Hypoglycemic Potential of Current and Emerging Pharmacotherapies in Type 2 Diabetes Mellitus

Abstract

Intensive glycemic control can reduce the risk of microvascular complications in patients with type 2 diabetes mellitus (T2DM). However, hypoglycemia induced by diabetes medications is recognized as a major limiting factor in the attainment of glycemic goals. Mild hypoglycemia is relatively common in patients with T2DM, and the prevalence of severe hypoglycemia increases with insulin treatment and can approach the prevalence seen in patients with type 1 diabetes. Mild hypoglycemia and the fear of hypoglycemia can have a substantial impact on the physical, mental, social, and economic well-being of patients with T2DM. Severe hypoglycemia is more serious and may be associated with an increased risk of dementia, cardiovascular events, and death. Insulin and insulin secretagogue therapies (eg, sulfonylureas and meglitinides) are the major causes of hypoglycemia in patients with T2DM. Other diabetes drugs, such as metformin, when used as monotherapy, have a low risk of hypoglycemia.
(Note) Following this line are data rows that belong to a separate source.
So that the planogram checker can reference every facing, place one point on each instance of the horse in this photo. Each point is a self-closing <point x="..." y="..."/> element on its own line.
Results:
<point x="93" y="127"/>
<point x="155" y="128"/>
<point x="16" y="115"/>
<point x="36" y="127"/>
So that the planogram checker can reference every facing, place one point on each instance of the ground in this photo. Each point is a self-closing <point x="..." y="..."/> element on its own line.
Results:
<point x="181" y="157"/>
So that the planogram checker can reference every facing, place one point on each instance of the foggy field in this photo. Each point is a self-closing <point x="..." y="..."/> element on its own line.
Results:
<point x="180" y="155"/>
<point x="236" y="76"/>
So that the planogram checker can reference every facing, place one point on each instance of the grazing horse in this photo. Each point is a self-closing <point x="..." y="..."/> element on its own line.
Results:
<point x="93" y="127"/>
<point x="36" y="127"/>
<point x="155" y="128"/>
Emerging experimental therapies, such as activators of the free fatty acid receptor 1, G protein-coupled receptor 119 agonists, glucokinase activators, inhibitors of 11β-hydroxysteroid dehydrogenase type 1, and sodium-glucose co-transporter 2 inhibitors, some of which have mechanisms of action consistent with a potential low risk of hypoglycemia, may help patients with T2DM achieve improved glycemic control.